Le secrétaire d’État américain Marco Rubio a accueilli, mardi à Washington, une rencontre inédite entre des représentants d’Israël et du Liban. Il s’agit des premiers pourparlers directs entre les deux pays depuis des décennies, alors qu’ils sont officiellement en état de guerre depuis 1948.
À l’issue de plus de deux heures d’échanges, les deux délégations ont évoqué des discussions « productives », sans toutefois annoncer d’accord concret ni de cadre de paix clairement défini. Dans un communiqué, le Département d’État des États-Unis a indiqué que les parties avaient convenu de poursuivre le processus en vue de lancer des négociations directes à une date ultérieure.
Les divergences restent toutefois profondes. Israël exclut toute discussion sur un cessez-le-feu au Liban et exige le désarmement du Hezbollah, soutenu par Iran. De son côté, la partie libanaise a plaidé pour un arrêt des hostilités, le retour des déplacés et des mesures urgentes face à la crise humanitaire.

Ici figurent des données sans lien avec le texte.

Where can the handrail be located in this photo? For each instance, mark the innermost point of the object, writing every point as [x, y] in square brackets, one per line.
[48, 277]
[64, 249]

L’ambassadeur israélien à Washington, Yechiel Leiter, a affirmé que Beyrouth semblait vouloir se distancier du Hezbollah, tout en restant évasif sur une éventuelle cessation des frappes israéliennes. La représentante libanaise, Nada Moawad, a pour sa part qualifié les échanges de « constructifs ».
Ces discussions interviennent dans un contexte régional particulièrement tendu, marqué par un cessez-le-feu fragile impliquant États-Unis, Israël et Iran. Le conflit s’est intensifié après des frappes américano-israéliennes contre l’Iran fin février, suivies par l’entrée en scène du Hezbollah début mars, déclenchant une riposte israélienne meurtrière au Liban.
Selon les autorités libanaises, les violences ont causé plus de 2 000 morts et déplacé près de 1,2 million de personnes, aggravant une situation humanitaire déjà critique.
La présence de Marco Rubio témoigne de la volonté de États-Unis de relancer le dialogue. Le président Donald Trump a d’ailleurs exhorté Israël à limiter ses opérations militaires au Liban afin de préserver les équilibres régionaux et éviter une escalade.
Mais les négociations restent complexes. Iran insiste pour inclure le dossier du Hezbollah dans tout accord global, une position rejetée par Washington. En parallèle, des discussions indirectes entre les États-Unis et Téhéran, menées avec la médiation du Pakistan, n’ont pas encore abouti.
Au Liban, le pouvoir en place, dirigé par le président Joseph Aoun et le Premier ministre Nawaf Salam, tente de reprendre la main face au Hezbollah, malgré de fortes tensions internes. Les autorités cherchent notamment à engager un processus de désarmement du mouvement, sans recourir à la force.
Si aucune avancée majeure n’a été annoncée à ce stade, les participants ont laissé entrevoir la possibilité de nouvelles rencontres dans les semaines à venir. Un processus diplomatique encore fragile, mais qui marque une rare ouverture dans un conflit vieux de plusieurs décennies.